Born: March 13, 1958, New York, NY .
Home: Orlando.
Education: Harvard U., B.A. 1978; J.D., 1983, M.A., 1983..
Religion: Jewish.
Family: Married (Lolita); 5 children.
Professional Career: Pres., IDT Corp., 1990-91; Partner, Grayson & Kubli P.C., 1991-2008.
The new congressman from the 8th District is Democrat Alan Grayson. In 2008, Grayson unseated incumbent Republican Ric Keller, a top Democratic target since reneging on the term-limits pledge he made in 2000.
| Election Results: | ||||
| 2008 General | ||||
| Alan Grayson (D) | 172,854 | (52%) | ($3,210,502) | |
| Ric Keller (R) | 159,490 | (48%) | ($1,774,992) | |
| 2008 Primary | ||||
| Alan Grayson (D) | 16,104 | (48%) | ||
| Charlie Stuart (D) | 9,146 | (28%) | ||
| Mike Smith (D) | 5,727 | (17%) | ||
Grayson had a rough childhood growing up in the Bronx in New York City. A product of public housing, he says a bully threw him in the path of a bus when he was 11, but he survived. Standardized tests in high school identified him as gifted academically, and Grayson was accepted at Harvard University. To help get through financially, he lived modestly and took odd jobs cleaning toilets and working as a night watchman. He ultimately left Harvard with a law degree. Grayson went to work at a law firm, but in 1990 took a break from law to start a telecommunications firm. When he sold it, he became a wealthy man. In recent years, Grayson has worked as a lawyer, taking private defense contractors to court for providing faulty equipment to U.S. soldiers in Iraq. He won a $10 million claim against defense contractor Custer Battles, which was found to have supplied the military with trucks that didn’t work properly.
Grayson emphasized his work against corrupt contractors during his campaign against Keller. The incumbent tried to use Grayson’s anti-war positions to paint him as an “ultra liberal,” and in one ad accused Grayson of advocating cutting off funds to troops in Iraq and of being allied with the Code Pink anti-war protest group.

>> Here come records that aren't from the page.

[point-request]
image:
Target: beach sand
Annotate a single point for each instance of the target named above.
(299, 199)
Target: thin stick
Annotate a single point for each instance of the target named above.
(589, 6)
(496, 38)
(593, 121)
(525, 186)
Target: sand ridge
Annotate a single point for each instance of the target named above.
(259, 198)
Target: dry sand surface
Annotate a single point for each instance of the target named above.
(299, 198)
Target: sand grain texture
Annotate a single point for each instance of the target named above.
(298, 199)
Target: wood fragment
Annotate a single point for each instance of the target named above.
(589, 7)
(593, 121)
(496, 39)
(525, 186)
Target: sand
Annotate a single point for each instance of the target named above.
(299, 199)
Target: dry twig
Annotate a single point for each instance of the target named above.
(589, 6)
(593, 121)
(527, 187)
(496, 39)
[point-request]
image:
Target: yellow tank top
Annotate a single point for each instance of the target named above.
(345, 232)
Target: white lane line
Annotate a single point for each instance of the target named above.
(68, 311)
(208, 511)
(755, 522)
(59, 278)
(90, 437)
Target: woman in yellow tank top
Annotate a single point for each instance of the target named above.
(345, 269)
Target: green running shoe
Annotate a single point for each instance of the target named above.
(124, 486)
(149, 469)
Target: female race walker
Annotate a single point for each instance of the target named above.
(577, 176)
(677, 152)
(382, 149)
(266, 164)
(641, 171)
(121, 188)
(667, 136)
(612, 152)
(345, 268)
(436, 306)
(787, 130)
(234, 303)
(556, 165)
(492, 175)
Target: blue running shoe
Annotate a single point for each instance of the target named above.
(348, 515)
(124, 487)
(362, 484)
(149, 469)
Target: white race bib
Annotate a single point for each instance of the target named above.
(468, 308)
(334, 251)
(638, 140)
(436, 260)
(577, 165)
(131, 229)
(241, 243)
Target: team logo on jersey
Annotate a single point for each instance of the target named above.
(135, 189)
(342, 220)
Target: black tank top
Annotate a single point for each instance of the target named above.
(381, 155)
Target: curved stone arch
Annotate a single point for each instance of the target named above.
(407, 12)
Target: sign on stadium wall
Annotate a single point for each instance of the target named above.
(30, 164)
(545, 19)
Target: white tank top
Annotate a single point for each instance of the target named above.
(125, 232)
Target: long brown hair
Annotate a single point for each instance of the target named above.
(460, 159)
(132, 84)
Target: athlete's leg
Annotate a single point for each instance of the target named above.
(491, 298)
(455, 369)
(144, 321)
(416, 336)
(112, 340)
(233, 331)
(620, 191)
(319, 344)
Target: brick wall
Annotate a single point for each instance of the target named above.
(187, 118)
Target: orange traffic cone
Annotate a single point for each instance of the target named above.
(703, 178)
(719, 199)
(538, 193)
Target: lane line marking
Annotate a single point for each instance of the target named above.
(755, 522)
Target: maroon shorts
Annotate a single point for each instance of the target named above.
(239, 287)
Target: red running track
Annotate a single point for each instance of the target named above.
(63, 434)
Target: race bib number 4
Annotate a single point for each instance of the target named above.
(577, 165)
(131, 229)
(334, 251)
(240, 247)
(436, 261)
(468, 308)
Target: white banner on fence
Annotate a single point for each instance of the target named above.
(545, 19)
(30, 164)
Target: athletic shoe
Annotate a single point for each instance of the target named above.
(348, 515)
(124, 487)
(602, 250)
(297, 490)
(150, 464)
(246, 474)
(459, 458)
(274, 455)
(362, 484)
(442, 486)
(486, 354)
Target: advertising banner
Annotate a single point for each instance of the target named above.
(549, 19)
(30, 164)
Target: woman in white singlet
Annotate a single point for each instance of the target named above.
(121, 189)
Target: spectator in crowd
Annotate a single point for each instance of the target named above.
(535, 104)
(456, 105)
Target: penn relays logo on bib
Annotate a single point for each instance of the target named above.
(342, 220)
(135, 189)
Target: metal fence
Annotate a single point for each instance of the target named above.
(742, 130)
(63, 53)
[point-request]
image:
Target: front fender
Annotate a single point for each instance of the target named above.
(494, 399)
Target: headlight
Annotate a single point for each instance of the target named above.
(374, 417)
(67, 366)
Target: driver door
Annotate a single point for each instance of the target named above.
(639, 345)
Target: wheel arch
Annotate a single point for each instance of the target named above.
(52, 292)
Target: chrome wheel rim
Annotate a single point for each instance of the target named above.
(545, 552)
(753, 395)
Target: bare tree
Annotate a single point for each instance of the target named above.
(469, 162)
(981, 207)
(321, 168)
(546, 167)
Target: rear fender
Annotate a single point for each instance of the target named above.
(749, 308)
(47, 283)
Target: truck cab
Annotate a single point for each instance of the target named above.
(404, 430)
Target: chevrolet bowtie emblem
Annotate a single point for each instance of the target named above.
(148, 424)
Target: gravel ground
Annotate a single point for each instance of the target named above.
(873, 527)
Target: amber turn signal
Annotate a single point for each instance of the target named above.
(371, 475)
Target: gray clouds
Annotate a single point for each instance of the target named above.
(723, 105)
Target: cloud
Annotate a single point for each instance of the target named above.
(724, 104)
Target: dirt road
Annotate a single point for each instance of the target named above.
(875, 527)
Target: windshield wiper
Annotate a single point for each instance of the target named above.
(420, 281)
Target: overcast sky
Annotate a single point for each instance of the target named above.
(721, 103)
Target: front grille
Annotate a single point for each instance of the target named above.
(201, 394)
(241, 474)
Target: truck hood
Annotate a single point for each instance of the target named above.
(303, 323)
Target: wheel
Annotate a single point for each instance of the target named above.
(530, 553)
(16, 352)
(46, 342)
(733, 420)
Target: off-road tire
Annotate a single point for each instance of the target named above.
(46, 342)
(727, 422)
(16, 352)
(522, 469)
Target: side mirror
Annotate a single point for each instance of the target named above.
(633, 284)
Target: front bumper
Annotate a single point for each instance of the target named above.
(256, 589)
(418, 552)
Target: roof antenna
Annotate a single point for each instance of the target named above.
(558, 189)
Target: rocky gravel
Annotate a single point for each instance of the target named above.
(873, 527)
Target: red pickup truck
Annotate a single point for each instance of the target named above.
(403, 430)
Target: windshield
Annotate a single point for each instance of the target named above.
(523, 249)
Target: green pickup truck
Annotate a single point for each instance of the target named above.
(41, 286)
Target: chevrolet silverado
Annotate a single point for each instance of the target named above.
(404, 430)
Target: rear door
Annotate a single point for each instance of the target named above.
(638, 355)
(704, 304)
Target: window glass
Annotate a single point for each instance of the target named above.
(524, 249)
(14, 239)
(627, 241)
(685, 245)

Keller also criticized Grayson for his relationship with law firm partner Victor A. Kubli, who, five years before joining Grayson’s firm, pleaded guilty to a felony bribery charge. Grayson claimed he wasn’t aware of the conviction. Grayson accused Keller in an ad of being the deciding “no” vote on a bill that would have supplied returning war veterans with replacement limbs. In the ad, Grayson holds an artificial leg in his hand. Keller’s opposing vote was on a bill that actually would have funded several veterans’ programs.
Despite the mudslinging from both campaigns, Grayson connected with voters angered by Keller’s broken term-limit pledge. He was also helped by a surge in Democratic registration, and defeated Keller 52% to 48%. Grayson lost three out of the four counties that comprise the 8th District, but his 22,901 vote advantage in Orange County, which includes Orlando, swung the results in his favor. He was not shy about lending personal money to his campaign. He invested $2.6 million in the race and outspent Keller $3.2 million to $1.8 million. Grayson’s personal wealth makes him one of the richest members of Congress.
In his first month in the House, Grayson referred to conservative radio talk show host Rush Limbaugh as a “has-been hypocrite loser.” At a congressional hearing, he demanded that a Federal Reserve official explain why the Fed had not made more information regarding which banks received government bailout money available to the public. Then in the fall of 2009, Grayson hit the mother lode of free media with his remarks about GOP proposals to reform the health care system, which he summed up as “…the Republican health care plan is this: Die quickly.” He was an instant hit with liberal bloggers around the country, and was featured in several television interviews, during which he further appraised Republicans as “knuckle-dragging Neanderthals.”